La protection des équipements sensibles et des données face aux rayonnements électromagnétiques est un enjeu crucial où la cage de Faraday constituait jusqu'ici la seule réponse. Spie Batignolles et EuroMC ont développé une solution de blindage architectural innovante, à base de béton fibré et de grillage métallique. Explications avec Nathalie Tepey, ingénieur d'études chez Spie Batignolles TPCI.

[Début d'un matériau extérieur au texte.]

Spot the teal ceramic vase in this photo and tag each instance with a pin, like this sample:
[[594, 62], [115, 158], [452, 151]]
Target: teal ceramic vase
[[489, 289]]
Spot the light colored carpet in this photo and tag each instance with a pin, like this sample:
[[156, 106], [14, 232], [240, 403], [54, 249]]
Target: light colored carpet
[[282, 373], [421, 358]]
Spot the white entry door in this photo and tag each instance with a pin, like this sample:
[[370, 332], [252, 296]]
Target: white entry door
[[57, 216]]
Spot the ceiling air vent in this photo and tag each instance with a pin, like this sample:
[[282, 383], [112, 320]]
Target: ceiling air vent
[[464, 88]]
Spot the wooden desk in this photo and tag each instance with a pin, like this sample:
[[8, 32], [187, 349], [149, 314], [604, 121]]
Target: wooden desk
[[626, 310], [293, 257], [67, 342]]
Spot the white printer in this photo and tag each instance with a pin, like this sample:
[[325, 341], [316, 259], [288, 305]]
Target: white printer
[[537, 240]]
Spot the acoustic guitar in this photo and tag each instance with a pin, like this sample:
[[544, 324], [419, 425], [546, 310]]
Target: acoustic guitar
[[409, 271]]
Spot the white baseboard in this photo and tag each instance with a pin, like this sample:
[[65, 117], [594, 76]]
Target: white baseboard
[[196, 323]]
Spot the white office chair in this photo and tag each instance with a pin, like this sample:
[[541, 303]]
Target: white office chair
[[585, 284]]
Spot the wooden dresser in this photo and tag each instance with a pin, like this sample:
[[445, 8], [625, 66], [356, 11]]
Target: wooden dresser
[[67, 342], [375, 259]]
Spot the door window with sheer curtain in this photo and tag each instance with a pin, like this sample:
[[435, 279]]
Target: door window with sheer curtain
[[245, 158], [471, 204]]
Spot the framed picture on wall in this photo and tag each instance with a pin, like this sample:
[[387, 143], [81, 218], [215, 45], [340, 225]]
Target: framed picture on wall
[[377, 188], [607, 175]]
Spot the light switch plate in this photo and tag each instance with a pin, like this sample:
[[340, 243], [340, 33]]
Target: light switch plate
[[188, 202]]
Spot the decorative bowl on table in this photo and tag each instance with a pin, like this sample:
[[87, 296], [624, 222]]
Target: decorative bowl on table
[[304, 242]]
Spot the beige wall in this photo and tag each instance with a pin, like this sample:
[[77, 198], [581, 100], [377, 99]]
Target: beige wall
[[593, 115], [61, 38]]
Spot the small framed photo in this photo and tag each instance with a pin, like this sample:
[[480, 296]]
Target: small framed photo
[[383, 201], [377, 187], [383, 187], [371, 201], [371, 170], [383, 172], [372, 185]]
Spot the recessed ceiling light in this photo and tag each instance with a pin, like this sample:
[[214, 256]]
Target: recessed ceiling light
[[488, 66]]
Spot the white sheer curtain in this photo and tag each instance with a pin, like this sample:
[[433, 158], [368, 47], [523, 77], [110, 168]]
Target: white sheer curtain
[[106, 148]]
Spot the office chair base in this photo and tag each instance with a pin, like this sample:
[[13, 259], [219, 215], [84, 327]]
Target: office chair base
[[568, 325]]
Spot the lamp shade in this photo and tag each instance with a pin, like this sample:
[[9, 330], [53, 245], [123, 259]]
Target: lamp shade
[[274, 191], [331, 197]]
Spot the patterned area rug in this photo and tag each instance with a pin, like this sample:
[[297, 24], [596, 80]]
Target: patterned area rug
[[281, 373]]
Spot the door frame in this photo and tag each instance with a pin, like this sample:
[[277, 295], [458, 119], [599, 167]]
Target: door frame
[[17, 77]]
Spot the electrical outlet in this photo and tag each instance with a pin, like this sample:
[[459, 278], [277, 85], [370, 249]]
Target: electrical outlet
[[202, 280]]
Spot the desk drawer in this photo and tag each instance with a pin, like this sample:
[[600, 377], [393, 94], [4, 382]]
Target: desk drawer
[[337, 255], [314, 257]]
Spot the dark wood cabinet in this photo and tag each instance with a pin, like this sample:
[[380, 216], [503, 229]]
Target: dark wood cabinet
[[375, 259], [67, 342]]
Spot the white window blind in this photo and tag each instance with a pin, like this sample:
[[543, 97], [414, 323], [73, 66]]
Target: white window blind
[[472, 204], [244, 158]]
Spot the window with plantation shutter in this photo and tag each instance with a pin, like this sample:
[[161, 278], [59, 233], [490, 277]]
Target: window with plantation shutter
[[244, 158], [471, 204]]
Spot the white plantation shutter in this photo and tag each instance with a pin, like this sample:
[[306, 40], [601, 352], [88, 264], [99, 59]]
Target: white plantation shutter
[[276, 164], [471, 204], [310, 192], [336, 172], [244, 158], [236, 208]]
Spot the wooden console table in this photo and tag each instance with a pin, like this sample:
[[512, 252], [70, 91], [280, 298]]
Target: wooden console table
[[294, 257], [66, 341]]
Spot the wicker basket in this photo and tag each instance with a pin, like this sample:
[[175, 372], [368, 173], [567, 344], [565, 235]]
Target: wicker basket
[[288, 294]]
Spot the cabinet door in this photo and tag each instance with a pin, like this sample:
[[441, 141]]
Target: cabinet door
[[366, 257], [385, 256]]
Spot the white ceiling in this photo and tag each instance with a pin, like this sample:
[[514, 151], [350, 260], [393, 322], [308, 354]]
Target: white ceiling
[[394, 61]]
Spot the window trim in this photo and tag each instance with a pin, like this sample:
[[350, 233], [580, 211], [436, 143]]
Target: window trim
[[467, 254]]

Afin de protéger un local contre les rayonnements électromagnétiques extérieurs, ou à l'inverse, d'empêcher un équipement d'émettre de tels rayonnements vers l'extérieur, la solution classique consiste à réaliser une cage de Faraday. Cette dernière peut être réalisée en feuillard de cuivre ou au moyen de panneaux métalliques autoportants. Une technique qui se révèle coûteuse lorsque les dimensions des locaux à blinder sont importantes. Le ministère de l'Intérieur, qui recherchait une solution alternative, a donc choisi de tester la solution développée conjointement par Spie Batignolles TPCI et EuroMC, un spécialiste de la protection électromagnétique.

 

"C'est une variante de la cage de Faraday qui est d'une mise en œuvre plus aisée que des plaques de cuivre", raconte Nathalie Tepey, ingénieur d'études dans le groupe de génie civil. "La solution, brevetée, porte sur l'utilisation d'un béton fibré et d'un grillage", résume-t-elle. Surnommée "Intelligent Concrete", elle consiste à réaliser les six parois de la pièce (murs, plancher et plafond) au moyen d'un béton standard, chargé en particules métalliques conductrices, associé à un treillis également conducteur fixé sur la peau de la paroi. "Le béton absorbe les hautes fréquences tandis que le grillage atténue les basses et moyennes fréquences", nous révèle l'ingénieur. Cette alliance entre les matériaux permet une couverture plus large du spectre, de quelques centaines de hertz jusqu'à plusieurs dizaines de gigahertz. "Et le procédé peut être adapté selon les longueurs d'ondes dont on souhaite se prémunir", ajoute-t-elle. En jouant sur les épaisseurs de béton, sur la quantité et la nature des fibres métalliques ou sur la taille des mailles du grillage, il est possible d'optimiser la protection face à certains rayonnements. La spécialiste évoque notamment les "attaques Tempest", des procédés d'espionnage qui permettent de capter des émissions électromagnétiques ou de submerger des serveurs de rayonnements pour endommager les données qu'ils contiennent.
Béton blindé
Le schéma de principe d'"Intelligent Concrete" © Spie Batignolles TPCI - EuroMC

 

Tout un panel de marchés concernés

 

Dès lors, rien d'étonnant à ce que le marché de la défense et de la sureté soient les premiers intéressés. "C'est un marché de niche, mais de nombreux acteurs sont concernés et il y a des débouchés à l'international. Dans l'industrie par exemple, pour tester du matériel électronique et mesurer les rayonnements émis, il est nécessaire de disposer de zones protégées. Dans le secteur médical, les IRM doivent aussi être confinés pour ne pas perturber les autres équipements. Et les data centers doivent être préservés des interférences", nous détaille Nathalie Tepey. L'avantage de la solution proposée par les deux sociétés françaises est qu'à propriétés égales, elle réduit de 50 % le coût de la protection contre les ondes électromagnétiques. Sa mise en œuvre serait plus simple, dans le neuf, que l'installation d'une classique cage de Faraday. Les partenaires mettent également en avant "une grande pérennité des performances d'atténuation des radiofréquences" et l'absence de toute maintenance. Les mesures effectuées sur le chantier du ministère auraient montré que la protection serait même supérieure aux préconisations.